Transport for London cuts £7.6bn from budget

London's mayor is to cut £7.6bn from the budget of Transport for London (TfL) over the next seven years.

TfL is already in the middle of a £5bn "savings programme" but the RMT union said the new cuts target "defies belief" and will lead to job losses.

The extra £2bn cuts will mean passengers could see fares rise by 2% above the inflation rate - an annual rise of 7% - for the next four years.

But Mayor Boris Johnson said the cuts would deliver "value for money".

Labour rival Ken Livingstone said passengers' wallets were being "aggressively squeezed".
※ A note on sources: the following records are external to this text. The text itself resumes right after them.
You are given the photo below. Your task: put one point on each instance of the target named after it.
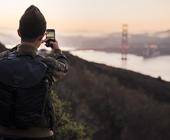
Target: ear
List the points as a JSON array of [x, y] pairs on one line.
[[19, 33]]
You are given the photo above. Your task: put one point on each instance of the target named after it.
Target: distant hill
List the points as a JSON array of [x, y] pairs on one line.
[[117, 104]]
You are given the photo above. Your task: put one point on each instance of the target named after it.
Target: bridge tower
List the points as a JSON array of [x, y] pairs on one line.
[[124, 45]]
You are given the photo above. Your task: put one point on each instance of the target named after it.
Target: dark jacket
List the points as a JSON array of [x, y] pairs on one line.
[[31, 77]]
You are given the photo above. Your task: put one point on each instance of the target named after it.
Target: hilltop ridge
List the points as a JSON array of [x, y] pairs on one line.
[[117, 104]]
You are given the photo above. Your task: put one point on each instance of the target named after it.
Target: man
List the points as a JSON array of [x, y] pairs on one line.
[[26, 112]]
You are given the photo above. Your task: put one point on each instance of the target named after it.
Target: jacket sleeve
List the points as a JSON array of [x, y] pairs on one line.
[[57, 65]]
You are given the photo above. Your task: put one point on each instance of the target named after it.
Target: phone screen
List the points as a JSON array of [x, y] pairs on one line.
[[50, 34]]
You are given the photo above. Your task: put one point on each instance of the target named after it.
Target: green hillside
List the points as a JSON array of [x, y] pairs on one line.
[[116, 104]]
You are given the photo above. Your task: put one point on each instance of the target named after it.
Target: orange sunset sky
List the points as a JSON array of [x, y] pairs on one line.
[[92, 16]]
TfL has an annual budget of about £9bn, and Mr Johnson said: "Through negotiations, savings and efficiencies, we have done what many believed to be impossible.
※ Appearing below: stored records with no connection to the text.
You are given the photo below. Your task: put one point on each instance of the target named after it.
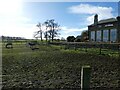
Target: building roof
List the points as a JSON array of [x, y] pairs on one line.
[[105, 21]]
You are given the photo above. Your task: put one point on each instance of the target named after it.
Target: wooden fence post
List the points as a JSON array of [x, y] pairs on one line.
[[85, 77], [100, 48]]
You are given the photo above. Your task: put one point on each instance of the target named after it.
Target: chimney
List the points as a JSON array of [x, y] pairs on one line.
[[96, 19]]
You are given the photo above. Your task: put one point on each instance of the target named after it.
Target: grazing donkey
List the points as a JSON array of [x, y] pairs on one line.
[[32, 45], [9, 45]]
"The staggering £7.6bn in savings and efficiencies TfL is making means that every penny will be spent on delivering and upgrading services for the capital, providing even better value for money to fare and taxpayers."

'Broken promises'

The savings include £375m less for IT and a £460m reduction in bus subsidies, but TfL maintains that frontline services would be protected.
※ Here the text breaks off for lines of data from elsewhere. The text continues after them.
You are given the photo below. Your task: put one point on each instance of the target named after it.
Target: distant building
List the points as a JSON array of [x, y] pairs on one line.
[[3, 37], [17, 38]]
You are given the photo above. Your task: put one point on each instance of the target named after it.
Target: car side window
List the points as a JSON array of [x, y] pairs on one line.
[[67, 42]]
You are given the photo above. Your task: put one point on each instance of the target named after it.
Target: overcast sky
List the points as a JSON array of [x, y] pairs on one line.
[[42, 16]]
But TfL's business plan shows passengers would have to bear some of the burden of the shortfall created by the government reducing its contribution, BBC's transport correspondent Tom Edwards said.

For the commuter a 7% yearly rise would mean a single cash bus ticket which now costs £2.20 could be £2.90 in four years' time and a zone 1-to-4 peak-time travelcard on Oyster could go up from £10 to £13.10, he added.

Image caption TfL plans to make £7.6bn savings

Over the next four years TfL plans to upgrade three Tube lines, deliver new trains on five lines, complete work on the London Overground rail network, make major progress on the Crossrail project, and extend the bike hire scheme.

Mr Livingstone said the mayor's plans for transport "increasingly involve aggressively squeezing the farepayer, combined with cuts to funding for the bus service and cuts that must start to hit front-line services".

"Once again, broken promises are the order of the day," he said.

The RMT's general secretary, Bob Crow, said: "These new cuts will drag the underground even deeper into the spiral of decline with breakdowns, failures and disruption a daily fact of life.

"We can expect a threat to hundreds more jobs while maintenance takes another hit, turning the underground into a death trap and a criminals paradise."

But London's transport commissioner, Peter Hendy said the next four years would be "among the busiest and most exciting in the history of London's transport network".

He added that TfL would ensure it was "as efficient and effective as we can be through our £7.6bn savings programme".